Auch sollten mit dem Emissionserlös die beiden bereits getätigten Zukäufe der Düsseldorfer Freesort und der Mehrheitsbeteiligung an der Berliner "iab" refinanziert werden. Mit rund 45% Marktanteil sei Francotyp-Postalia unangefochtener Marktführer hierzulande, weltweit lägen die Berliner mit 9% Anteil auf Platz 3. Abseits vom Frankiergeschäft wolle Francotyp-Postalia einen Fuß in den sich öffnenden Postmarkt erhalten.

Nach 136 Mio. Euro Umsatz (ohne die jüngsten Zukäufe) im letzten Jahr hätten die Erlöse in den ersten neun Monaten dieses Jahres bei 107 Mio. Euro gelegen. Etwa 40% des Umsatzes würden aus Maschinenverkäufen stammen, die anderen 60% aus Dienstleistungen wie z.B. Mieten für verliehene Maschinen oder Wartungsdienste. Nach Steuern seien nach 9 Monaten 1,4 Mio. Euro geblieben, so dass nach einem Vorjahresverlust 2006 nun wieder eine schwarze Null stehen könnte.
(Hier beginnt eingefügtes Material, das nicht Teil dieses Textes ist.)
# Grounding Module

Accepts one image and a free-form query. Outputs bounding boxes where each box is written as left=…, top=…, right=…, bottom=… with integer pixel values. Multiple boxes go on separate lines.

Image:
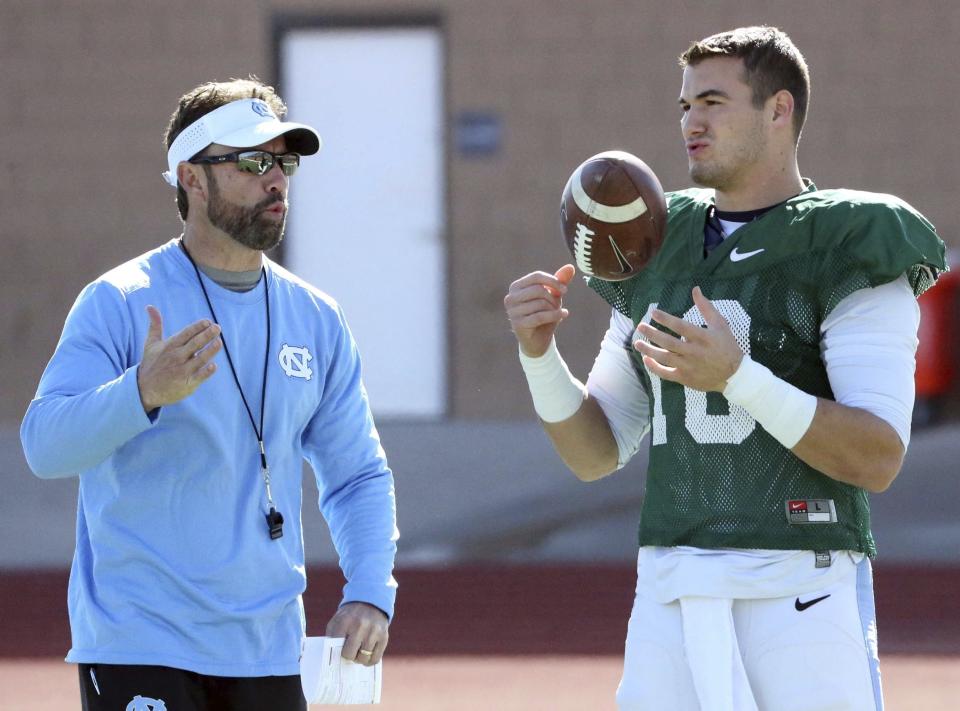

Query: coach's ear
left=177, top=161, right=207, bottom=211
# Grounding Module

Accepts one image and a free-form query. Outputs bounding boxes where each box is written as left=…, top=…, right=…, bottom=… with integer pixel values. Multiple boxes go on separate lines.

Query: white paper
left=300, top=637, right=383, bottom=704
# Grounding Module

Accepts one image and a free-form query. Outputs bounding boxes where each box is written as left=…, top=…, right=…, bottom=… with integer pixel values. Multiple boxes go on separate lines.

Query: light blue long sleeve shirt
left=20, top=241, right=398, bottom=676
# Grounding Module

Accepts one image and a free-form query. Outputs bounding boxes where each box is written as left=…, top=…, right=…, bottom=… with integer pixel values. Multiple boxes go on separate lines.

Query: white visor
left=163, top=99, right=323, bottom=187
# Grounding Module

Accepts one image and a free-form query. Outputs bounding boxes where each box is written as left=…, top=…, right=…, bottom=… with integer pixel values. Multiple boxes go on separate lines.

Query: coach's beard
left=207, top=180, right=287, bottom=252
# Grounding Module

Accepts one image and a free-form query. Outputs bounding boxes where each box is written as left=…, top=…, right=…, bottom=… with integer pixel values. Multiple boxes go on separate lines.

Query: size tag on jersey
left=785, top=499, right=837, bottom=523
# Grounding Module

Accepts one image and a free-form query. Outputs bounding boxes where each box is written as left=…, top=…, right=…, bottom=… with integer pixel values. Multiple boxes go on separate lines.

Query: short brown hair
left=680, top=27, right=810, bottom=141
left=163, top=75, right=287, bottom=220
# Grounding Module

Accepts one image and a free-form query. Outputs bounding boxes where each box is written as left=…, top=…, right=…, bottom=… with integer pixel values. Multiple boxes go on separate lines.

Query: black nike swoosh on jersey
left=793, top=595, right=830, bottom=612
left=607, top=235, right=633, bottom=274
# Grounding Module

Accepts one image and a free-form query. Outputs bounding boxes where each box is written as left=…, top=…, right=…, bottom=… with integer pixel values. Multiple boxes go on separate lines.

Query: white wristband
left=520, top=338, right=587, bottom=422
left=723, top=355, right=817, bottom=449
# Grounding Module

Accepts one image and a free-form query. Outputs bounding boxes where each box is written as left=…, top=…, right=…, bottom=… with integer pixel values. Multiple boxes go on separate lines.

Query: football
left=560, top=151, right=667, bottom=281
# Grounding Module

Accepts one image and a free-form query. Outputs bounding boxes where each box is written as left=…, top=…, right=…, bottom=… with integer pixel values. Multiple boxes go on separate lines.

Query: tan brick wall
left=0, top=0, right=960, bottom=424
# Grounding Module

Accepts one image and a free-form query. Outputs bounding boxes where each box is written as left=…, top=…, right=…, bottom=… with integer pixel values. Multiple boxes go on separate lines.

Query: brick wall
left=0, top=0, right=960, bottom=424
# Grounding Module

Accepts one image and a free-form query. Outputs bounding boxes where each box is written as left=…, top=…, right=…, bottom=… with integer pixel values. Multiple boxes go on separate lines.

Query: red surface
left=0, top=565, right=960, bottom=658
left=916, top=271, right=960, bottom=397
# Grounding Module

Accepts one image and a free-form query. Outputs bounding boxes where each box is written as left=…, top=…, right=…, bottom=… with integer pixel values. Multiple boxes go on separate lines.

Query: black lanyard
left=180, top=237, right=283, bottom=539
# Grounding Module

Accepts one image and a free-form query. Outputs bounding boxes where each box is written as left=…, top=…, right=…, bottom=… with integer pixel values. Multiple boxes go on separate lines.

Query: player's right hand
left=137, top=306, right=223, bottom=413
left=503, top=264, right=577, bottom=358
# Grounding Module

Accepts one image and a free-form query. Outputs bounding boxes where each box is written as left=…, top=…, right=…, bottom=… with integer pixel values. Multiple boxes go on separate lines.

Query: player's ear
left=767, top=89, right=794, bottom=129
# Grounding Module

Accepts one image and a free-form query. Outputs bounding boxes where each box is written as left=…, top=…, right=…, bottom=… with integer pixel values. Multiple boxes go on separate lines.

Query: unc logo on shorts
left=279, top=343, right=313, bottom=380
left=250, top=99, right=276, bottom=118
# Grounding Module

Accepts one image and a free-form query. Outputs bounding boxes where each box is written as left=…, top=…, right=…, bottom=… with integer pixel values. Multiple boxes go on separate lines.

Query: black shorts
left=78, top=664, right=307, bottom=711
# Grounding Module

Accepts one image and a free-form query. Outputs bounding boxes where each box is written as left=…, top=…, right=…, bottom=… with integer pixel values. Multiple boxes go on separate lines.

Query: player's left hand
left=327, top=602, right=390, bottom=667
left=633, top=286, right=743, bottom=392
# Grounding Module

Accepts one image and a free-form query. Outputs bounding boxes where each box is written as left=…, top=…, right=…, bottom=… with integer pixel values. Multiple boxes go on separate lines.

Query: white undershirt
left=587, top=222, right=920, bottom=603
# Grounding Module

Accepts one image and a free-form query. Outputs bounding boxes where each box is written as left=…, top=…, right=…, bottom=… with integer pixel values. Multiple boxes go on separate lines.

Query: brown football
left=560, top=151, right=667, bottom=281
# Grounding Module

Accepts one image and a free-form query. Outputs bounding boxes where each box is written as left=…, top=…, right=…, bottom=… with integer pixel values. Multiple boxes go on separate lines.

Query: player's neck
left=183, top=221, right=263, bottom=272
left=714, top=158, right=804, bottom=212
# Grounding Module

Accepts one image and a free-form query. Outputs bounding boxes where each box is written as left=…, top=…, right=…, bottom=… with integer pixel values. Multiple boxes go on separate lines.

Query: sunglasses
left=187, top=151, right=300, bottom=175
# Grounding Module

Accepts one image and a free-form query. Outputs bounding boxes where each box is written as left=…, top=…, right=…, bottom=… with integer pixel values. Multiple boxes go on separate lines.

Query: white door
left=280, top=27, right=447, bottom=417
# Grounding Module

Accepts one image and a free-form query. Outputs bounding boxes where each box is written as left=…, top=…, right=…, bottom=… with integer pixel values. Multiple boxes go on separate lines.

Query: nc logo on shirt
left=279, top=343, right=313, bottom=380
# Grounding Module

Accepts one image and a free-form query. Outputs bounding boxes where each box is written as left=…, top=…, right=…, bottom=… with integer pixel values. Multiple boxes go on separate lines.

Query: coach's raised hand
left=503, top=264, right=577, bottom=358
left=137, top=306, right=223, bottom=413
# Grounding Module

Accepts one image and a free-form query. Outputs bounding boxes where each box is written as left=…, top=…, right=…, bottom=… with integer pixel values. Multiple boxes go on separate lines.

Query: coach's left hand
left=633, top=286, right=743, bottom=392
left=327, top=602, right=390, bottom=667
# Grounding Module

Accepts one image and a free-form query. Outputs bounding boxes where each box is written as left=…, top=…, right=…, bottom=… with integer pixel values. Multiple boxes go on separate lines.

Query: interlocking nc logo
left=279, top=343, right=313, bottom=380
left=126, top=694, right=167, bottom=711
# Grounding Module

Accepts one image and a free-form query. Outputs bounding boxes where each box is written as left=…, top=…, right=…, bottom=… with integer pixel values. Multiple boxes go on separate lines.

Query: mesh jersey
left=589, top=184, right=945, bottom=557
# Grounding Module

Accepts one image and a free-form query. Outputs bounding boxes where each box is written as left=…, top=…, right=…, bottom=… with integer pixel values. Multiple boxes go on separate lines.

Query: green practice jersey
left=589, top=184, right=945, bottom=557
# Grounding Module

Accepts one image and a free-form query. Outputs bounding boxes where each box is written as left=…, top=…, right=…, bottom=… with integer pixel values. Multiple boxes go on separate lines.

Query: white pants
left=617, top=558, right=883, bottom=711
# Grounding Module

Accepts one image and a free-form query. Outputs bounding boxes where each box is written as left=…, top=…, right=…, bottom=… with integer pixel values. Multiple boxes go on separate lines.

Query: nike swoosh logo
left=607, top=235, right=633, bottom=274
left=793, top=595, right=830, bottom=612
left=730, top=247, right=763, bottom=262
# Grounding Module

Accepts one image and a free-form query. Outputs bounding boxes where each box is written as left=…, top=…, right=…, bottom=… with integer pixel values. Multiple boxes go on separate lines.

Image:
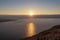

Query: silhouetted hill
left=22, top=25, right=60, bottom=40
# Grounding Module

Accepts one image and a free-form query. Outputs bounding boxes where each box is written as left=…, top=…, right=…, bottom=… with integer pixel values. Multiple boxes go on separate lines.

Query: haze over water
left=0, top=18, right=60, bottom=39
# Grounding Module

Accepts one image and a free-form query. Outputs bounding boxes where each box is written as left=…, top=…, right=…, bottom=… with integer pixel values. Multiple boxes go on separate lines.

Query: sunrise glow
left=29, top=11, right=33, bottom=16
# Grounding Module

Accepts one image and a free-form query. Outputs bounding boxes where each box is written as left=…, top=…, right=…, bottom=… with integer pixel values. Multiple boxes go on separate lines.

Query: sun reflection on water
left=27, top=22, right=35, bottom=37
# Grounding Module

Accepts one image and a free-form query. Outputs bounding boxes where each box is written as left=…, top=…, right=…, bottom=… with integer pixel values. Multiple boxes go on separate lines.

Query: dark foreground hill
left=22, top=25, right=60, bottom=40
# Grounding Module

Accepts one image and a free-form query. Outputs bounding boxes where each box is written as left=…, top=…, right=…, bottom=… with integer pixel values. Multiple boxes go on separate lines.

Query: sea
left=0, top=16, right=60, bottom=40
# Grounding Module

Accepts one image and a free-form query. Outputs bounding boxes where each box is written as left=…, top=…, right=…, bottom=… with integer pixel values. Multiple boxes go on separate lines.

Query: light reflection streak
left=27, top=22, right=35, bottom=37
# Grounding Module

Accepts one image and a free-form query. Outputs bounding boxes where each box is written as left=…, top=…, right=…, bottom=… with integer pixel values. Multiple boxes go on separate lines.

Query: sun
left=29, top=11, right=33, bottom=16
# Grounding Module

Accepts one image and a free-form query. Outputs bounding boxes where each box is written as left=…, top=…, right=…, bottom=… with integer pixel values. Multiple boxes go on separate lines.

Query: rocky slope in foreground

Die Bürde der Verbindlichkeiten und Altlasten bei Francotyp-Postalia könne man ermessen, wenn man berücksichtige, dass das EBITDA nach drei Quartalen bei 25 Mio. Euro gelegen habe, wovon netto fast nichts übrig geblieben sei. Am unteren Ende der Bookbuilding-Spanne wäre Francotyp-Postalia mit dem rund 8-fachen 2006er EBITDA bewertet (Market-Cap: 264 Mio. Euro). Das erscheine zwar nicht extrem hoch, allerdings würden die Erträge aufgrund der Schuldenproblematik sehr niedrig ausfallen. Ferner müsse berücksichtigt werden, dass sich Francotyp-Postalia in einem wenig wachstumsträchtigen Markt bewege, der in den letzten drei Jahren beim Unternehmen Umsatzsteigerungen von durchschnittlich weniger als 6% zugelassen habe.

Gleich zwei Schönheitsfehler besitze der Börsengang von Francotyp-Postalia: Erstens sei die Bewertung zur Emission deutlich zu hoch gegriffen, zweitens würden vor allem den Altgesellschaftern die Emissionserlöse zufließen. Die Experten würden damit rechnen, dass die Emissionsparameter in den nächsten Tagen reduziert werden müssten oder der Börsengang abgesagt werde.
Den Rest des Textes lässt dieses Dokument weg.